Hebert’s editorial proposes that an arm’s-length “Institute of Continuing Health Education” be set up to design and run continuing education programs. It suggests funding could be derived from governments, the medical profession and a levy on profits from drug and medical device patents. It called on the Canadian Academies of Health Sciences — perhaps in conjunction with its U.S. counterpart, the Institutes of Medicine — to start talks with stakeholders about how to change the system.

This type of change is long overdue, critics suggested. “They’re on the gravy train,” Schafer said, speaking of physicians. “They don’t want to get off. They deny that they’re influenced — all of them do deny that they’re influenced. And I think that’s going to be the challenge.”

Also enthusiastic about Hebert’s editorial was Dr. Gordon Guyatt, an outspoken critic of the pharmaceutical industry’s efforts to influence doctors. Guyatt spearheaded a successful campaign to bar drug company representatives from meeting with and buying perks for medical students at McMaster University in Hamilton in the early 1990s. A study later showed McMaster-educated doctors were more skeptical of information presented by drug company representatives and were less likely to agree to meet with them than graduates of a program that didn’t limit contact.

Guyatt, who continues to teach at McMaster, praised the editorial for taking aim at the “enormous” and “pernicious” influence the pharmaceutical industry has over the continuing education of doctors. But he too said the fault for accepting the status quo lies with the profession. “I don’t think you can blame the industry. I think the industry (is operating) within the structure of our society.
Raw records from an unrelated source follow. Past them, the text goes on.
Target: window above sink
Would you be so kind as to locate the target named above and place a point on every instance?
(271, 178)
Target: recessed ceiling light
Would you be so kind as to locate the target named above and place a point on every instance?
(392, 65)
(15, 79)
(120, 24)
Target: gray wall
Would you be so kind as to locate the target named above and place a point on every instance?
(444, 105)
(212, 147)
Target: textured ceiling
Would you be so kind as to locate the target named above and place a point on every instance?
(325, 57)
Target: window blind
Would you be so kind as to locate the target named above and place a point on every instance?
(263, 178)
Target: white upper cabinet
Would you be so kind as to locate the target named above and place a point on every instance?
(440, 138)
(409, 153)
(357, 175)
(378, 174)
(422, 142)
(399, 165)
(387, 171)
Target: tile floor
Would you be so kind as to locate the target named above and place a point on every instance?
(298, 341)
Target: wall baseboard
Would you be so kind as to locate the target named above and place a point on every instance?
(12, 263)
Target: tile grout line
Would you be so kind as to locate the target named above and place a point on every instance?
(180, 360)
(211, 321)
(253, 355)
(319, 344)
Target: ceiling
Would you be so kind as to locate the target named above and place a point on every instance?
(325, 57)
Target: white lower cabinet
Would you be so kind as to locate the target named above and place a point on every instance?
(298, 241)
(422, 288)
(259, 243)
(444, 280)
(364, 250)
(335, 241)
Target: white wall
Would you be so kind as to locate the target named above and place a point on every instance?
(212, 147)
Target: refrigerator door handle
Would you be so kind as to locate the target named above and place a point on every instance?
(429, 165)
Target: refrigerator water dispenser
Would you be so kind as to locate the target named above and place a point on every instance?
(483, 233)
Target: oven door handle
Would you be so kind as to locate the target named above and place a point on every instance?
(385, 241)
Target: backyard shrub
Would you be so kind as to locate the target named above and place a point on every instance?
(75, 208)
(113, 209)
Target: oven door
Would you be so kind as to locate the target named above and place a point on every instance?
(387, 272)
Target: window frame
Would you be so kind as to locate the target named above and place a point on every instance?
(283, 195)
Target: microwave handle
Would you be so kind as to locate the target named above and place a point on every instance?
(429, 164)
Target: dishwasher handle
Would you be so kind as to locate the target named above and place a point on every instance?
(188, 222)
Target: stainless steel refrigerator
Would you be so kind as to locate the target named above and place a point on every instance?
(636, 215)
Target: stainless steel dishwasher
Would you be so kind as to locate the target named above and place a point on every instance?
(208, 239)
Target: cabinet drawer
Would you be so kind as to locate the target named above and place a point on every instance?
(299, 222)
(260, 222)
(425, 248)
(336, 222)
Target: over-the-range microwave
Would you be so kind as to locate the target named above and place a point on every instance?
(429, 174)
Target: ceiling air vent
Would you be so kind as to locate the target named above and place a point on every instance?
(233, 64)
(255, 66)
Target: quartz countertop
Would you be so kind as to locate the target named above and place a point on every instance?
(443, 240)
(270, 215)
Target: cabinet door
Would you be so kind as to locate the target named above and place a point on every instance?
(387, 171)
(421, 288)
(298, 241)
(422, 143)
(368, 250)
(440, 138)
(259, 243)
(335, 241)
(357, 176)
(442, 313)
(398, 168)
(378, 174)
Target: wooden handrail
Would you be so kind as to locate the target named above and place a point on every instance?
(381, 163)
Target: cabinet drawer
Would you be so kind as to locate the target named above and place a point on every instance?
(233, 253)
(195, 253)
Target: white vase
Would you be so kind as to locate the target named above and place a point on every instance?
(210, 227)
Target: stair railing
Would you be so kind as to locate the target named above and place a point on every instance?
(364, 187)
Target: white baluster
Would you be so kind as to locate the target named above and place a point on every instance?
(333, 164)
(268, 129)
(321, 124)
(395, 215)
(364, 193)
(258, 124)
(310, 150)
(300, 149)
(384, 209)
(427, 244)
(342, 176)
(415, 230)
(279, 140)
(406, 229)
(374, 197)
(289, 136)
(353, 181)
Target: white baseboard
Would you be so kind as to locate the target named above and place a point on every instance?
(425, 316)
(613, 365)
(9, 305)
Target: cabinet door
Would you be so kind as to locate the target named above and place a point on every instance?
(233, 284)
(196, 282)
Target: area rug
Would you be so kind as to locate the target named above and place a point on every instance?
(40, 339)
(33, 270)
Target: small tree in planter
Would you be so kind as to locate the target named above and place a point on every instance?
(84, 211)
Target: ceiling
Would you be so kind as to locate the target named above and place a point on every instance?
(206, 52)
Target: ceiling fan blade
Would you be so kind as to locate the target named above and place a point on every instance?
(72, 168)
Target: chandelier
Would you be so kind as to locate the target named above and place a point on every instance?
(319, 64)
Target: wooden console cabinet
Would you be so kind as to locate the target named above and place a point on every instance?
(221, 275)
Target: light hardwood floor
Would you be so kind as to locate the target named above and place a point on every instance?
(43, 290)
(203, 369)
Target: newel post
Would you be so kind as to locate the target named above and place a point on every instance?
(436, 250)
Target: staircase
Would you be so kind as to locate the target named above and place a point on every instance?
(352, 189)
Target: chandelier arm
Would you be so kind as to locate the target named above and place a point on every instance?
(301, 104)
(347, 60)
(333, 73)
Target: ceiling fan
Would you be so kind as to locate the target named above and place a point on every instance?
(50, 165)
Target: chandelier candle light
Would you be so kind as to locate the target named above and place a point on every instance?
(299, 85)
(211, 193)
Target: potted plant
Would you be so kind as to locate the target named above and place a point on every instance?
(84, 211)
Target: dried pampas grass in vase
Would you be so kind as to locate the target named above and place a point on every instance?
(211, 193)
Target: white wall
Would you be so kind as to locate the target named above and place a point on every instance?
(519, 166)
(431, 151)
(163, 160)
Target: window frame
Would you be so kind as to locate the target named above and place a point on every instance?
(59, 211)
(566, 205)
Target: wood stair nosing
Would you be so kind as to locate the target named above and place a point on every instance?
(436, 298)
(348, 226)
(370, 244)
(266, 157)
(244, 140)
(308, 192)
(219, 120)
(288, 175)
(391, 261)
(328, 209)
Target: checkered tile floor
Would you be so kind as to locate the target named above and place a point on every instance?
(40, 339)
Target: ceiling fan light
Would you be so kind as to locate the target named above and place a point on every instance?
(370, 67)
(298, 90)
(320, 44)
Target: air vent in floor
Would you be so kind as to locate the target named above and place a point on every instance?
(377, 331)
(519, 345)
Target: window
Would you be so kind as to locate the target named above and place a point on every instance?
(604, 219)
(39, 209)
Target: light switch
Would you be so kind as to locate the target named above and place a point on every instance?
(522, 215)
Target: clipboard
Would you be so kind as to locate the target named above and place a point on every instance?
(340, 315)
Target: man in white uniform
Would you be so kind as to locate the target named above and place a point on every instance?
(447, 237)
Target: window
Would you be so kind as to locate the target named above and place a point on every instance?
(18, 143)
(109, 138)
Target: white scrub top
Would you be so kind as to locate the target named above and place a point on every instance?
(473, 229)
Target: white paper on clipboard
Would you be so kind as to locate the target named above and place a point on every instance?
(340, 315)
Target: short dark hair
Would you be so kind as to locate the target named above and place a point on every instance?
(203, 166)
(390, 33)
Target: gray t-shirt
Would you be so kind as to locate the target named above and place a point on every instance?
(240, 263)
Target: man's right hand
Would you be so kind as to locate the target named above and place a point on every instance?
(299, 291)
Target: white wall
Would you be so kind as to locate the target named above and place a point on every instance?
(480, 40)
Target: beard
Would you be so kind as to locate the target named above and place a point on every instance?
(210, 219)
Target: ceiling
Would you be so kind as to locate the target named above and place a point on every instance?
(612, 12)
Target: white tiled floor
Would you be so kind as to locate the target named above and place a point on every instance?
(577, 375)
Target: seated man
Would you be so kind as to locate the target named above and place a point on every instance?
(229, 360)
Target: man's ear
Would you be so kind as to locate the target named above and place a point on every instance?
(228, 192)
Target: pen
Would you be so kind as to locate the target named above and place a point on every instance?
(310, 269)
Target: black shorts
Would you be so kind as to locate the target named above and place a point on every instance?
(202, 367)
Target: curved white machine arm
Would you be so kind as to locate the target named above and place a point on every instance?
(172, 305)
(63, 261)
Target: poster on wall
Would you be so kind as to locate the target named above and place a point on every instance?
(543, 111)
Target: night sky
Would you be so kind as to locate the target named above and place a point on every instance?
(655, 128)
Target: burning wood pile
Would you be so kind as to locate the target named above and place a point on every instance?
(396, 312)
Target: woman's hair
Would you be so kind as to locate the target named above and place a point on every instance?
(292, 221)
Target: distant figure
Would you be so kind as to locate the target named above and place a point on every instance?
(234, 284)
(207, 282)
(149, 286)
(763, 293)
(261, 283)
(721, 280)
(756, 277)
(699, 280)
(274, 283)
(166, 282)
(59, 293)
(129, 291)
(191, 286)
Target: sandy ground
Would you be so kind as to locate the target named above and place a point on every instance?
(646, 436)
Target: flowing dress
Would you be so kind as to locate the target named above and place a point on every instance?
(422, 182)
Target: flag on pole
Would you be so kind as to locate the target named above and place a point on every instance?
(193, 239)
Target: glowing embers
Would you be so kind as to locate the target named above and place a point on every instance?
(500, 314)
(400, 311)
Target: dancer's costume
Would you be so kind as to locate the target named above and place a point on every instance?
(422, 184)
And if we say these should be for-profit firms … industry is behaving as it should in terms of satisfying the needs of its shareholders. … It is the clinicians who have a real ethical problem with the way we’re handling things,” he said.

The editorial noted that in the United States in 2006, US$2.6 billion were spent on continuing medical education for doctors, of which US$1.45 billion came from drug or device makers. It noted corresponding figures for Canada are not available, but said there was “no evidence that the situation is any different here.”